ASAHAN, PEDOMANMEDIA - MTQ dan Festival Seni Qasidah ke-55 Kecamatan Simpang Empat resmi ditutup Kamis malam (29/01/2024). Kegiatan ini diharapkan makin banyak melahirkan hafidz dan hafidzah masa depan di Asahan.

Hadir pada acara penutupan, Sekretaris Kominfo Pemkab Asahan, Camat Simpang Empat beserta jajaran. Turut pula Anggota DPRD Kabupaten Asahan Fraksi PAN, kepala desa se-Kecamatan Simpang Empat , tokoh agama dan tokoh masyarakat.

Ketua panitia pelaksana, Nasruddin menyampaikan apresiasi kepada Forkofimcam beserta seluruh staf kecamatan, para kepala desa serta semua lapisan masyarakat kecamatan yang telah berpartisipasi dalam menyukseskan kegiatan ini.

Di kesempatan tersebut Camat Simpang Empat Kamarul Zaman mengatakan, suksesnya acara ini berkat kontribusi semua pihak. Ia pun mengucapkan terima kasih atas penyelenggaraan MTQ dan Festival Seni Qasidah tahun 2024.

"Kepada semua pihak kami dari pemerintah Kecamatan Simpang Empat mengucapkan terima kasih dalam suksesnya pelaksanaan MTQ dan Festival Seni Qasidah tahun 2024," ucapnya.

Kamarul mengemukakan, kepada yang berhasil mendapatkan juara agar terus berlatih.
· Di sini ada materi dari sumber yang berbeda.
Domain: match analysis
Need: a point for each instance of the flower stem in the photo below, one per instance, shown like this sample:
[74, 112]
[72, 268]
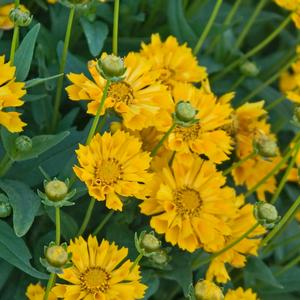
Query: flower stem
[239, 163]
[207, 27]
[254, 50]
[160, 143]
[103, 222]
[283, 221]
[116, 27]
[249, 24]
[87, 217]
[60, 80]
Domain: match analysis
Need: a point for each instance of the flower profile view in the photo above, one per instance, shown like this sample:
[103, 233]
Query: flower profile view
[113, 166]
[99, 272]
[189, 203]
[10, 96]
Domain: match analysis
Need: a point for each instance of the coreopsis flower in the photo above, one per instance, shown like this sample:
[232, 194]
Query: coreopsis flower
[138, 98]
[37, 292]
[112, 166]
[175, 63]
[240, 294]
[99, 272]
[236, 256]
[10, 96]
[294, 7]
[206, 136]
[189, 203]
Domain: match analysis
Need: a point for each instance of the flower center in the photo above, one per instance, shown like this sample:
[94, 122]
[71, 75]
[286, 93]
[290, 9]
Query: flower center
[95, 280]
[121, 92]
[108, 172]
[188, 202]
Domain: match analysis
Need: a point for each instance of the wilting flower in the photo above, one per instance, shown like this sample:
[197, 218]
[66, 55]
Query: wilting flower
[240, 294]
[10, 94]
[138, 98]
[175, 63]
[112, 166]
[189, 203]
[99, 272]
[37, 292]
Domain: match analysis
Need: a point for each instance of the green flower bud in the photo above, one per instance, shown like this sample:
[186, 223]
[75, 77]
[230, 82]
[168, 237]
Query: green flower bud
[20, 17]
[56, 190]
[23, 143]
[249, 69]
[207, 290]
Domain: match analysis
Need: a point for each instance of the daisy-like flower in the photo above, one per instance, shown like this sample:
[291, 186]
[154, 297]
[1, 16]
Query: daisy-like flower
[37, 292]
[207, 136]
[240, 294]
[10, 94]
[99, 272]
[236, 256]
[138, 98]
[112, 166]
[175, 62]
[189, 203]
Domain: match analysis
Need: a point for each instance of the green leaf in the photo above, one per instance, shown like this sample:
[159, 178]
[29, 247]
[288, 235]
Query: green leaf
[14, 251]
[25, 204]
[24, 53]
[95, 34]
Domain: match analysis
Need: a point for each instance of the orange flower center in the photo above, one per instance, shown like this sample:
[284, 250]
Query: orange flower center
[121, 92]
[95, 280]
[188, 202]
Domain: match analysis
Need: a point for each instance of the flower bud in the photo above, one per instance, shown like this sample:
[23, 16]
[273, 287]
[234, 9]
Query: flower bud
[207, 290]
[23, 143]
[111, 67]
[20, 17]
[56, 256]
[56, 190]
[249, 69]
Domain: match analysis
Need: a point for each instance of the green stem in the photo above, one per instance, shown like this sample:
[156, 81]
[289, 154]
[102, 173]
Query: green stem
[239, 163]
[205, 261]
[159, 144]
[87, 217]
[116, 27]
[286, 174]
[60, 80]
[97, 117]
[254, 50]
[282, 222]
[207, 27]
[103, 222]
[249, 24]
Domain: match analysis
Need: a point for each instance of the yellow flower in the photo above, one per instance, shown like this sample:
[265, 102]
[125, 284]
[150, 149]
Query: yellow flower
[10, 94]
[37, 292]
[99, 272]
[240, 294]
[113, 166]
[138, 98]
[236, 256]
[188, 203]
[174, 62]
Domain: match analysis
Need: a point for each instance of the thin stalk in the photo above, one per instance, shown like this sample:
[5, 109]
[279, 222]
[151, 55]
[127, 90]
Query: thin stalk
[116, 27]
[286, 174]
[205, 261]
[60, 80]
[254, 50]
[239, 163]
[103, 222]
[249, 24]
[159, 144]
[282, 222]
[87, 217]
[207, 27]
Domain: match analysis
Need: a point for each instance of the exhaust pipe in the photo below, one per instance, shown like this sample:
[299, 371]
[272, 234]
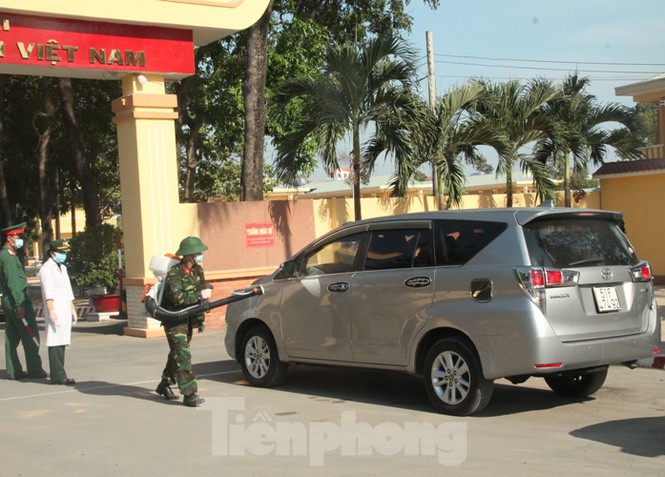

Adapun kepada yang belum berhasil diharapkan jangan merasa putus asa,.

"Jadikan ini motivasi bagi kalian untuk dapat berlatih lebih keras lagi untuk mendapatkan yang terbaik," ucapnya.

Di tempat yang sama anggota DPRD Kabupaten Asahan dari fraksi PAN Syaddat Nasution mengatakan, pelaksanaan MTQ dan Festival Seni Qasidah 2024 sejalan dengan visi dan misi Pemerintah Kabupaten Asahan yakni masyarakat Asahan Sejahtera Religius dan Berkarakter.

Syaddat, berharap akan lahir hafidz dan hafidzah 30 juz dari Kecamatan Simpang Empat.

Bupati Asahan pada pidato tertulisnya dibacakan oleh Sekretaris Kominfo Kabupaten Asahan Arbin Ariadi Tanjung Menyampaikan penyelenggaraan Musabaqah Tilawatil Quran dan Festival Seni Qasidah yang dilaksanakan pada dasarnya merupakan program pemerintah yang bersifat nasional. Pelaksanaannya diharapkan bukan sebagai kompetisi saja tapi ketika membaca Al-Quran diharapkan menjadi inspirasi dan spirit dalam menjalankan pembangunan di Kabupaten Asahan.

"Pelaksanaan musabaqah merupakan sebuah wahana dalam rangka memacu pengembangan tilawah, hafalan serta pendalaman isi Al Quran", ucap Arbin.